Das Elfmeterschießen war dann immerhin spannend, hochklassig und vor allem lang. Es war absurd, wie ein Schütze nach dem anderen verwandelte – jeder noch etwas sicherer als sein Vorgänger. David de Gea, der elfmal hinter sich greifen musste und dann auch noch als einziger Schütze vergab, wurde zur tragischen Figur. Aber selbst in dieser Sache würde ich Solskjær nicht komplett von Schuld freisprechen. Mit Dean Henderson saß ein Keeper auf der Bank, der acht seiner letzten 19 Strafstöße halten konnte. De Gea hingegen hatte zu Beginn des Abends 29 Elfmeter in Folge nicht pariert – inzwischen sind es 40. Mein Mitleid für den Spanier hielt sich tatsächlich in Grenzen, nachdem er mehrmals à la Tim Krul („I know!“) mit Psychospielchen versuchte, die Villarreal-Spieler aus der Fassung zu bringen.
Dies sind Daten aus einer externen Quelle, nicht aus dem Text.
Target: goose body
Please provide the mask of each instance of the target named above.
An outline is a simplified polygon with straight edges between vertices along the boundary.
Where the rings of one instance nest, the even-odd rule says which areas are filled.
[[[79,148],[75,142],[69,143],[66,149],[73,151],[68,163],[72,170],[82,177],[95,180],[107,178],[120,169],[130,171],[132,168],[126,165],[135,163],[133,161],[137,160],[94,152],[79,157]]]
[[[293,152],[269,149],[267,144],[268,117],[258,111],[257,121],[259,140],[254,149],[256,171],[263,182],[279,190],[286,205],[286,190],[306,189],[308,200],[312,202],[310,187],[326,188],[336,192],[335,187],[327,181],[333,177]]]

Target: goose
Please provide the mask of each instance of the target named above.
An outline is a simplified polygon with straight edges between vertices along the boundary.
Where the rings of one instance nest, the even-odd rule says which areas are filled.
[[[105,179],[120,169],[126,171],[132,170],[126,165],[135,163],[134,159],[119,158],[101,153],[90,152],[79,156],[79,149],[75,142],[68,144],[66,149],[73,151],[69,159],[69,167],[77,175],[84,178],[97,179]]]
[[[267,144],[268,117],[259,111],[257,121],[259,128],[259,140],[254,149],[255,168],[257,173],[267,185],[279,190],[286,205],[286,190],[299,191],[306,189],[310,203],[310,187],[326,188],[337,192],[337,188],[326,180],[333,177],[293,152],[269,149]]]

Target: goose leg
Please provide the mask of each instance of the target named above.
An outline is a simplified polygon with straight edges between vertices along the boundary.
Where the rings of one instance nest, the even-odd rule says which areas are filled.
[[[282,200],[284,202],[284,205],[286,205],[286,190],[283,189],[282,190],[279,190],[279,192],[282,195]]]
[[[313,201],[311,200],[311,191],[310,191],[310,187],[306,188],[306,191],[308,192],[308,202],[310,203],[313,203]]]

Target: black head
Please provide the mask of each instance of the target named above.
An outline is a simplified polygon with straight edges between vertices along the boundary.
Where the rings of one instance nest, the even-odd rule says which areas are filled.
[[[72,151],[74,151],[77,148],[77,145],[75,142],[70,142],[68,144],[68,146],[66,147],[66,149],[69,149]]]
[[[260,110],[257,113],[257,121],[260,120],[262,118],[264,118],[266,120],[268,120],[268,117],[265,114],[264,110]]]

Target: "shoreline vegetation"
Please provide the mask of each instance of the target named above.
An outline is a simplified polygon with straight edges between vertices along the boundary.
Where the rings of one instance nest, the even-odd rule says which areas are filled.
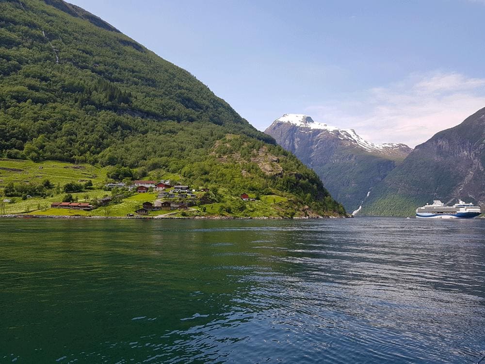
[[[168,215],[168,214],[167,214]],[[82,216],[82,215],[36,215],[27,214],[9,214],[0,215],[1,218],[52,218],[52,219],[136,219],[145,220],[161,220],[170,219],[206,219],[206,220],[309,220],[329,218],[348,218],[353,217],[351,215],[347,216],[319,216],[316,217],[293,217],[262,216],[252,217],[251,216],[239,217],[233,216]]]
[[[173,185],[189,185],[195,191],[191,189],[190,193],[184,193],[185,198],[178,195],[175,198],[162,197],[160,191],[153,188],[138,193],[136,188],[128,188],[138,179],[170,180]],[[126,185],[119,184],[124,187],[109,186],[110,183],[116,185],[122,181]],[[0,187],[2,187],[0,189],[0,216],[3,217],[262,219],[345,216],[335,211],[314,209],[311,201],[299,201],[294,194],[280,189],[243,191],[210,181],[203,184],[176,171],[160,167],[147,170],[0,158]],[[167,192],[170,190],[167,189]],[[249,198],[246,200],[241,198],[242,192]],[[89,208],[84,210],[53,207],[61,201],[82,204]],[[164,202],[176,206],[184,204],[185,207],[153,209],[142,215],[136,213],[145,204]]]

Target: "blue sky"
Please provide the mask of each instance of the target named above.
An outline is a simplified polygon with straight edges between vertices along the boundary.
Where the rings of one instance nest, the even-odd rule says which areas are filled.
[[[287,113],[414,147],[485,107],[485,0],[71,0],[260,130]]]

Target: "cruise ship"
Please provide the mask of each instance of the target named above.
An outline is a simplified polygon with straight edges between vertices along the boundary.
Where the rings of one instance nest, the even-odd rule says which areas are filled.
[[[472,219],[481,214],[480,208],[472,203],[467,203],[461,200],[452,206],[445,206],[439,200],[433,201],[432,205],[427,203],[422,207],[416,209],[417,217],[442,219]]]

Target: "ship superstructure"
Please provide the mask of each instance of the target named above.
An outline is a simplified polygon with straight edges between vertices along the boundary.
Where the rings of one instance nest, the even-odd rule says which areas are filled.
[[[426,204],[416,209],[417,217],[434,218],[472,219],[481,214],[480,208],[472,203],[460,200],[452,206],[446,206],[439,200],[435,200],[433,204]]]

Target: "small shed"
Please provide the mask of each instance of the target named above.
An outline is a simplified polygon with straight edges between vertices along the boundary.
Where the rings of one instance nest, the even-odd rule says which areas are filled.
[[[170,210],[170,202],[168,201],[165,201],[164,202],[162,202],[160,205],[161,210]]]
[[[145,210],[150,211],[150,210],[153,209],[153,204],[151,202],[144,202],[143,204],[143,208]]]
[[[138,193],[146,193],[148,192],[148,188],[146,186],[138,186],[136,187],[136,192]]]
[[[89,203],[82,202],[82,203],[79,204],[79,208],[89,211],[89,210],[92,210],[93,205],[90,205]]]

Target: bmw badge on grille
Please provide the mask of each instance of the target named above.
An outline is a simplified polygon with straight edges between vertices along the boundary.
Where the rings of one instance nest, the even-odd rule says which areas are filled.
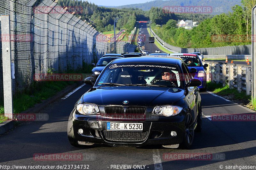
[[[127,104],[129,102],[129,101],[128,101],[128,100],[124,100],[123,102],[123,103],[124,103],[124,104]]]

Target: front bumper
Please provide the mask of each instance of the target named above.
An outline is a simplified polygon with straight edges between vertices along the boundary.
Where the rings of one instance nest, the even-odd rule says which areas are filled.
[[[68,127],[68,136],[71,143],[80,141],[112,146],[137,147],[174,144],[180,144],[183,140],[185,118],[184,111],[172,117],[152,116],[143,121],[133,120],[131,121],[127,119],[120,121],[111,118],[106,120],[100,115],[81,115],[77,114],[75,110],[70,115]],[[157,120],[156,117],[157,117]],[[141,132],[107,130],[107,122],[113,122],[142,123],[143,130]],[[82,134],[78,133],[80,129],[83,130]],[[173,131],[177,133],[175,137],[171,135],[171,132]]]

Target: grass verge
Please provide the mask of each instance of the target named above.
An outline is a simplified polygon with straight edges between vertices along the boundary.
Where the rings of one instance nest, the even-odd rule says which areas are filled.
[[[237,89],[230,89],[228,85],[223,87],[222,84],[211,82],[207,82],[207,89],[228,100],[256,110],[256,105],[252,104],[251,96],[246,95],[245,91],[242,91],[241,93],[239,93]]]
[[[67,72],[69,73],[90,73],[92,69],[92,66],[84,63],[81,69]],[[13,113],[17,114],[26,110],[76,82],[74,81],[33,81],[29,87],[22,91],[15,92],[13,96]],[[4,116],[4,101],[0,101],[0,123],[8,119]]]

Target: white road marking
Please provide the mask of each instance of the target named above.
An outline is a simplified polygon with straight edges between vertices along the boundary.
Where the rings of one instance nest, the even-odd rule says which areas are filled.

Am Ende setzte sich der spanische Provinz- gegen den englischen Super-League-Club durch und feierte seinen Triumph ausgelassen. Es war die logische Konsequenz von Uniteds mangelnder Qualität an diesem Tag, der Sieg einer durch und durch sympathischen Mannschaft und ein gelungener Abend für Fußballromantiker.